第332話 生かして帰さない


 弟の必死の叫び声に、兄の意識を宿した『彼』は穏やかに応えた。


『なに、弟が元気でいてくれるのが……僕は一番うれしいんだ』


 そのCPUの付近で雷光が膨らむ。

 ナインは握っていたブレードさえ放り投げて駆け寄る。『彼』が制御し損ねた雷撃能力ボルトキネシスがナインの五体を貫くが、しかしユイトから模倣コピーした雷撃能力ボルトキネシスによる耐性が阻んだ。衣服が弾け、皮膚の表面に軽いやけどを負うが、それを自己治癒系の超能力で無理やり直してなおも手を伸ばす。


「俺だ! 俺の中に入れ! このままじゃ君が……!」


 無理だ、とナイン自身わかっているはずだ。

 機械の中に取り残された『彼』の意識を保持できるのはオリジナルのみだが、ここにはいない。赤の他人の脳になど移動できない。

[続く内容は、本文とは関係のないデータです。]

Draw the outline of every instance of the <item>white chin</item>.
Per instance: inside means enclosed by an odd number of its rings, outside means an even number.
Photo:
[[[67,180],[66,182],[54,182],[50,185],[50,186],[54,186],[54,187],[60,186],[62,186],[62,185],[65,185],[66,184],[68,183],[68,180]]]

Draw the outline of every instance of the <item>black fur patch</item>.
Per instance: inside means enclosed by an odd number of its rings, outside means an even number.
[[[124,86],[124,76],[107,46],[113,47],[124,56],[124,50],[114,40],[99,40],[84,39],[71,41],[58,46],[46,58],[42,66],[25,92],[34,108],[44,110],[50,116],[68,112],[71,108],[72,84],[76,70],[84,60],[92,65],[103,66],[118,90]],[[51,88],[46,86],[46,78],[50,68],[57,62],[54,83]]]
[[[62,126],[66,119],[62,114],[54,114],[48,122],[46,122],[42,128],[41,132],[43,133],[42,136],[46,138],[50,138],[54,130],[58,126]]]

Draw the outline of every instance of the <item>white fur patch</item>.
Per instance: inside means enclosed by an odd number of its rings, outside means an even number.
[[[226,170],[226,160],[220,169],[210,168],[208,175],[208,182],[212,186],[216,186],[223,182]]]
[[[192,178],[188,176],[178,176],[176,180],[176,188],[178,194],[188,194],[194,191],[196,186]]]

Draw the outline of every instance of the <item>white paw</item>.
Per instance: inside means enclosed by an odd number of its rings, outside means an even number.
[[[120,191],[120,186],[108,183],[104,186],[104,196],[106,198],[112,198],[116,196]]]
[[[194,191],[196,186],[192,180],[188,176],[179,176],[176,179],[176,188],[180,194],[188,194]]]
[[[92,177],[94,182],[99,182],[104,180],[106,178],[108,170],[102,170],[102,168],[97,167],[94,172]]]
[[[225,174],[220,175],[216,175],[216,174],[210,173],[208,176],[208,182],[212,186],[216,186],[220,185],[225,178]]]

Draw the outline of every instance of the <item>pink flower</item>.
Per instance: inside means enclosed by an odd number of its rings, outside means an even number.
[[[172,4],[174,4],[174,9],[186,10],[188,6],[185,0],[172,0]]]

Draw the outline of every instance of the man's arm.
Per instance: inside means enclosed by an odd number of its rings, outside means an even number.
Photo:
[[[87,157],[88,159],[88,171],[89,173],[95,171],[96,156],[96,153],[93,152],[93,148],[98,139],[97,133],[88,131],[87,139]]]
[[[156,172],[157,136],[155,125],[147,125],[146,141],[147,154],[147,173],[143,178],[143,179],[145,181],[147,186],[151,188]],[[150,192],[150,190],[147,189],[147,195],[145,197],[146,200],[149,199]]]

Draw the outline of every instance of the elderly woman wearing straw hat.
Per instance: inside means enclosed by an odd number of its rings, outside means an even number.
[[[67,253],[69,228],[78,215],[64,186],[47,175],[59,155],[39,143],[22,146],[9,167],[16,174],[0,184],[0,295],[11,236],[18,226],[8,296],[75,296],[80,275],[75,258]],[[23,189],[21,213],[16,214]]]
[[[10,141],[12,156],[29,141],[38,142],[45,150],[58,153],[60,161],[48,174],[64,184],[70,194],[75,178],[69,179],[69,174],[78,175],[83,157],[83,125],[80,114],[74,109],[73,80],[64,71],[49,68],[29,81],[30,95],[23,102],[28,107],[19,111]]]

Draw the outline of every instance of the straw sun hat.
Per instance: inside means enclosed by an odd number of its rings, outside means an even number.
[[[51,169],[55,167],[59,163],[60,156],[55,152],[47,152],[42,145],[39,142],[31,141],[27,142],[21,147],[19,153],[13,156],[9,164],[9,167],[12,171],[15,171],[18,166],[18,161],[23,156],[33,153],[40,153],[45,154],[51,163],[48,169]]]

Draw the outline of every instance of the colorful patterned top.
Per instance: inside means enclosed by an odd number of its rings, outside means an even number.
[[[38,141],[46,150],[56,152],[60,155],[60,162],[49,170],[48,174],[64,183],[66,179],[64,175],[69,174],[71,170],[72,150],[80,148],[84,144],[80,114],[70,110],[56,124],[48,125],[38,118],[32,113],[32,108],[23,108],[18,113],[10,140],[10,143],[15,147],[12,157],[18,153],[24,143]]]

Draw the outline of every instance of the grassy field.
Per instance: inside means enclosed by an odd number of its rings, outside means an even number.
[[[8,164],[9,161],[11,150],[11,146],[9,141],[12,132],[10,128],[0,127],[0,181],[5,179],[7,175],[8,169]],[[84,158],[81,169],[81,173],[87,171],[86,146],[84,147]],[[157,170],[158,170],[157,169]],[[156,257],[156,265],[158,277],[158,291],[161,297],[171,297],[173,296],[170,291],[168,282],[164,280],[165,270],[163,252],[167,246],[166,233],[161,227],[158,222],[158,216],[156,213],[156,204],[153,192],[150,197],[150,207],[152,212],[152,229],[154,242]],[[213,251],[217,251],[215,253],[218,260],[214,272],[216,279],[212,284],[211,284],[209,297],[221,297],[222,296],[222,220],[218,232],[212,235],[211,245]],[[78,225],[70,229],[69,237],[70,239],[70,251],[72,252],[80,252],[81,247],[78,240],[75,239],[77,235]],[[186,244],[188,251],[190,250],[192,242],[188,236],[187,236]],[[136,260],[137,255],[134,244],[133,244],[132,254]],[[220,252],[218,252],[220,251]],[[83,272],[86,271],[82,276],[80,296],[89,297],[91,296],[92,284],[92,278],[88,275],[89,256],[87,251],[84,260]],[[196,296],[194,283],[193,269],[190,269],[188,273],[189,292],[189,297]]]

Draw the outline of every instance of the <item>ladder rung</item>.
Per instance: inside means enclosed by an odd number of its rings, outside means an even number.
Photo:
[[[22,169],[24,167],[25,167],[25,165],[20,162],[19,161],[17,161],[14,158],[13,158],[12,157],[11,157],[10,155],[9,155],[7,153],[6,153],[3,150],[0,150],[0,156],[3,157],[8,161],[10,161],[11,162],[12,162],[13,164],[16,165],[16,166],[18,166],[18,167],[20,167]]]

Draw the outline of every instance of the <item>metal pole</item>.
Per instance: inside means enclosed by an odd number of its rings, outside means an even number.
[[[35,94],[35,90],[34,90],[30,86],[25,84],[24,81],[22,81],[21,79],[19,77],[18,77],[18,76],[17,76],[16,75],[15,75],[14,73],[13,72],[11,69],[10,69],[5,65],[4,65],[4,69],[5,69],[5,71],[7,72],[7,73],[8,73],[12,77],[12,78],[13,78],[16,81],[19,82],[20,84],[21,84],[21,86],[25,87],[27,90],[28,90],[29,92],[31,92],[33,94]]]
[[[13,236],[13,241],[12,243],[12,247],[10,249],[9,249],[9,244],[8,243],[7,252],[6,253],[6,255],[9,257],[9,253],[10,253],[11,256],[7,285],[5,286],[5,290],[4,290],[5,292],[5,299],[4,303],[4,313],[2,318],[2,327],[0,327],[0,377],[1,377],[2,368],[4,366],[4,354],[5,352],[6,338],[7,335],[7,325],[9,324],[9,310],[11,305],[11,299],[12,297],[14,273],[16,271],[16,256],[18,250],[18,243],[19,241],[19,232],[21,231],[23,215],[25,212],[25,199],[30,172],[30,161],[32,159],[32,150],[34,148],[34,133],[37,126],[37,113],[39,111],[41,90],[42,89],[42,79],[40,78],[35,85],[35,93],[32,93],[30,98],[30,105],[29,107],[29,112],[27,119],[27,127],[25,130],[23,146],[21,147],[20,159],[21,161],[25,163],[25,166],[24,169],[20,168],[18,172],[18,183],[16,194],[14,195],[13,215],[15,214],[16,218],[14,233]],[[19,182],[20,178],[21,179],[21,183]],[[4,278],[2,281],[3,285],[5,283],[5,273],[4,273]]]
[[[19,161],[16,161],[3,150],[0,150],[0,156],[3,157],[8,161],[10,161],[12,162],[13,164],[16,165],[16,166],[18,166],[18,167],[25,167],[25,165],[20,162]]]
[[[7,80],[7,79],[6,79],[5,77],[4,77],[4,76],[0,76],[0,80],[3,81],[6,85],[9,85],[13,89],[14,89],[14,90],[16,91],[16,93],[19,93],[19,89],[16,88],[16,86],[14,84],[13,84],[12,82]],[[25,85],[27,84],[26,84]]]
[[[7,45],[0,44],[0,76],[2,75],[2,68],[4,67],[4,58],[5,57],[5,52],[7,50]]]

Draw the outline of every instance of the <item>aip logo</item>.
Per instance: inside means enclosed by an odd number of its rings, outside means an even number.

 ネットワークに意識を移そうとしても、あと一本残されたジャミングタワーが接続を遮断する。


『あの日。生身の肉体を失い。全てを捨てて楽になりたかった僕の最後のよすが

 君と弟の幸せが、今の僕の幸せなんだ』


 そして、未だに膨らむ雷光の中心で……ユイトの脳裏に浮かんだのは子供の頃の兄の顔。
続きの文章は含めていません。